Quote:
Originally Posted by melipone
Might be offtopic but I'm not sure where it would go since there is no SVM chapter in the book.
I came across oneclass SVMs where support vectors are found w/o class separation. How could that be? What is the hyperplane?

There are two kinds of common oneclass SVM formulations for separating outliers and normal examples without any labeling information. The two are equivalent when using some kernels. They are different in expressing what an "outlier" is.
Perhaps a formulation that's more intuitive is to use the "smallest" hypersphere to bound the normal examples, and then examples falling out of the hypersphere are considered outliers. So roughly, we minimize (the size of the hypersphere + the penalty for being outside the ball).
http://dl.acm.org/citation.cfm?id=960109
The formulation can then be kernelized using the Langrange dual, like the binary SVM discussed in class.

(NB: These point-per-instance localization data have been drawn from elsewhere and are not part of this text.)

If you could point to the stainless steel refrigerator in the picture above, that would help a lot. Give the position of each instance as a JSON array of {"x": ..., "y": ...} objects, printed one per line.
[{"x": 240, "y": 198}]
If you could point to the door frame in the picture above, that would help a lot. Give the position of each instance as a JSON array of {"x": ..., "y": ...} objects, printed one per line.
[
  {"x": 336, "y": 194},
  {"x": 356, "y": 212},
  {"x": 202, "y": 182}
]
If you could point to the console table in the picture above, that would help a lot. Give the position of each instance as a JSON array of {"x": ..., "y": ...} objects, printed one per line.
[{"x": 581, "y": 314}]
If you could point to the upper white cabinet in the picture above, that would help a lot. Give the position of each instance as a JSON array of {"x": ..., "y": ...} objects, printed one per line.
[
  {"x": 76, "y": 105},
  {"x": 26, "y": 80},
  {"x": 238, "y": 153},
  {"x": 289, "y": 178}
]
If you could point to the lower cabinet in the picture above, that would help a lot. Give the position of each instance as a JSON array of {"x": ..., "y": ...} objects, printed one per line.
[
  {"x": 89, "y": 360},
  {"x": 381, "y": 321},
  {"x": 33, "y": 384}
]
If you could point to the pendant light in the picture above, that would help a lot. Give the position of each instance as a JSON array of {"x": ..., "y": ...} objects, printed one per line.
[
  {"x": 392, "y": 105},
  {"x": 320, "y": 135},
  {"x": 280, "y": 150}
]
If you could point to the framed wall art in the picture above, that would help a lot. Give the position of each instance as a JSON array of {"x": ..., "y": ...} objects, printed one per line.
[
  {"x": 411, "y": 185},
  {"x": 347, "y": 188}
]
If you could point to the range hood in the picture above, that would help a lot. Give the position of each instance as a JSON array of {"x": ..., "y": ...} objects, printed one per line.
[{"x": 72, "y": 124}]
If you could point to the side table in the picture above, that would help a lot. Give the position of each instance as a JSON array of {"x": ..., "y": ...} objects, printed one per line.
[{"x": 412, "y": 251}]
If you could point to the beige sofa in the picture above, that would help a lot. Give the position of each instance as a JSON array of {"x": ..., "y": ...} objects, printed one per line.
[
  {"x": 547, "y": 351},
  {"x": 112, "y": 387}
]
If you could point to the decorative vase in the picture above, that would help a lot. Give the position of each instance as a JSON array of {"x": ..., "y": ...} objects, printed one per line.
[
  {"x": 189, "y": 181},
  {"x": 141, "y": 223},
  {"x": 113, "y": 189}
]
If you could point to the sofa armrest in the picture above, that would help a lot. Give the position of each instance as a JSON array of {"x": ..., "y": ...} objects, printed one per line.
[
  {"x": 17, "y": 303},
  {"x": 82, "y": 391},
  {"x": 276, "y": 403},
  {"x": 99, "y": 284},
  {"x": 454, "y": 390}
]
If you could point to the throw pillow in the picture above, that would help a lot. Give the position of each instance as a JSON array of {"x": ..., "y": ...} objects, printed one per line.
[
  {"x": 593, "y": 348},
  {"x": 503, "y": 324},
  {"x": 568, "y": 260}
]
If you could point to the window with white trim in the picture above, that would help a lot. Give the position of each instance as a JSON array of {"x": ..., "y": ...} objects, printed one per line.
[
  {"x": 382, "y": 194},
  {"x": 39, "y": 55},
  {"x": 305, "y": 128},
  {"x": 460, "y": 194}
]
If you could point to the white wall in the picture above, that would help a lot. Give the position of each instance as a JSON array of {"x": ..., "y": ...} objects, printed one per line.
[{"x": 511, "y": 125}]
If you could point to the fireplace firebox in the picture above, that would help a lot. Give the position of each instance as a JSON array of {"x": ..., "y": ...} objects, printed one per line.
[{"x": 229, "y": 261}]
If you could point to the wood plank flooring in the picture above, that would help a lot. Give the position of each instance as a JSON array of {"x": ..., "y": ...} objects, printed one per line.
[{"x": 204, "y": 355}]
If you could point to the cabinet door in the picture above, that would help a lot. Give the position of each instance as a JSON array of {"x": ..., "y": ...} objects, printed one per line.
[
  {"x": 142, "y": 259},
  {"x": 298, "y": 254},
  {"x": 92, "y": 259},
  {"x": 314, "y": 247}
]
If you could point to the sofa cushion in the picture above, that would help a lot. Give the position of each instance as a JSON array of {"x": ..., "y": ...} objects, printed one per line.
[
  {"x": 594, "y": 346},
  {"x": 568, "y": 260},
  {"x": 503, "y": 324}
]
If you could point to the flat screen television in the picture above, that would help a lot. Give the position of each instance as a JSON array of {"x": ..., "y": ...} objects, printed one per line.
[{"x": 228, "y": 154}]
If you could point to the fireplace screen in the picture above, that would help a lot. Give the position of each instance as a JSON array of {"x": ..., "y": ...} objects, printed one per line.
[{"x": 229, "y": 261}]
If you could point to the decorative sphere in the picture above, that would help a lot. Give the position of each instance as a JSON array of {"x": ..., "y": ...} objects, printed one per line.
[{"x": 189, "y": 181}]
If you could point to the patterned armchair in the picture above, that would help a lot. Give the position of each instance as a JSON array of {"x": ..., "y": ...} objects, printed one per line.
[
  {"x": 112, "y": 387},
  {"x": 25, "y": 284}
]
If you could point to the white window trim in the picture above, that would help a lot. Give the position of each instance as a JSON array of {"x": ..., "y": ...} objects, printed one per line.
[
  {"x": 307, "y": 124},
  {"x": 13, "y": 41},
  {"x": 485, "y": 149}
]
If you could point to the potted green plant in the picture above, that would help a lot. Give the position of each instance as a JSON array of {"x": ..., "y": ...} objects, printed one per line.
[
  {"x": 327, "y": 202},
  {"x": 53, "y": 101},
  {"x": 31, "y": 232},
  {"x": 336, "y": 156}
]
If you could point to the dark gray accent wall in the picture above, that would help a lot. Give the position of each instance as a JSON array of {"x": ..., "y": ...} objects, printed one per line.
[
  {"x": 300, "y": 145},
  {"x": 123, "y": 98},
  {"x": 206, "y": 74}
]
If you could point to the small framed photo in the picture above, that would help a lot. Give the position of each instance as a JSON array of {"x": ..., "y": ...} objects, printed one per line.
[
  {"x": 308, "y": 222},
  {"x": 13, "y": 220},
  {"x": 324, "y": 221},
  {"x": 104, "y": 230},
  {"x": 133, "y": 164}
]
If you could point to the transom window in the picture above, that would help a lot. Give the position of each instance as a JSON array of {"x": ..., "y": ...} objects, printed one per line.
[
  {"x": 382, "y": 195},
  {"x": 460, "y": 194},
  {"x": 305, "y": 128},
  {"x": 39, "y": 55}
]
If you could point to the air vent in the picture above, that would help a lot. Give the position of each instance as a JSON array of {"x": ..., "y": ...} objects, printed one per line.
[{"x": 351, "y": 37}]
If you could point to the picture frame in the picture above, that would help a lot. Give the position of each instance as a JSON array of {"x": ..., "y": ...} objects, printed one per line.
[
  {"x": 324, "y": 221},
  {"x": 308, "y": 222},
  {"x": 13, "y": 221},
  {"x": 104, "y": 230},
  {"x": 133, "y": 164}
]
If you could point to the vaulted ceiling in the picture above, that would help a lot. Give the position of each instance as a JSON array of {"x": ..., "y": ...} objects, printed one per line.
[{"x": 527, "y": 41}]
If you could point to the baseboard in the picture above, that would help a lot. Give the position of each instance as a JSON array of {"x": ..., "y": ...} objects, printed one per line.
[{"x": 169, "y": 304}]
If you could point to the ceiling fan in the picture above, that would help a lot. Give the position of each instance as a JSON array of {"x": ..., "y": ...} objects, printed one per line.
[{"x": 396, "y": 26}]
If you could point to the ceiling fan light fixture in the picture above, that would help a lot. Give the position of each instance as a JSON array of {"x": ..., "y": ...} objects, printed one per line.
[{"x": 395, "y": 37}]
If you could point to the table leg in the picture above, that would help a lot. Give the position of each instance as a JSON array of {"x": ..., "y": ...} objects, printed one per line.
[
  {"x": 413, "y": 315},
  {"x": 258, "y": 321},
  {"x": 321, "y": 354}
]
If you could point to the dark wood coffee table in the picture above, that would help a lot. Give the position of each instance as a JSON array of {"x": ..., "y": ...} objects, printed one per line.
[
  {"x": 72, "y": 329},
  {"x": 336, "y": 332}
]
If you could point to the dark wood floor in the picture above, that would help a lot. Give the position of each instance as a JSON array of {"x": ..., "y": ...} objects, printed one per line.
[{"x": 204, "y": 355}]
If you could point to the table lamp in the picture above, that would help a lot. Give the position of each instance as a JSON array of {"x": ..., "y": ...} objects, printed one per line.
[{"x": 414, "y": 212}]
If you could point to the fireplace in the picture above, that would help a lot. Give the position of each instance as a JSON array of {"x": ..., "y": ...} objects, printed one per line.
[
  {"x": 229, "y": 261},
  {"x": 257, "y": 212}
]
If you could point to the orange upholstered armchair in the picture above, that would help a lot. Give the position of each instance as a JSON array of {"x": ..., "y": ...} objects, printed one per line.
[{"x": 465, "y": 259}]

The more popular formulation nowadays consider the "normal" examples as those "far from the origin", and outliers as those close to the origin. In a sense, the observed examples are treated as belonging to the positive class, and the origin is treated as the representative of the negative class. The two classes are separated by a hyperplane. So roughly, we minimize (1 / the margin to the origin + the pentalty for being on the wrong side of the hyperplane). The actual formulation proposed and implemented in solvers like LIBSVM is slightly more sophisticated than that.
http://dl.acm.org/citation.cfm?id=1119749
The formulation can also be kernelized.
Hope this helps.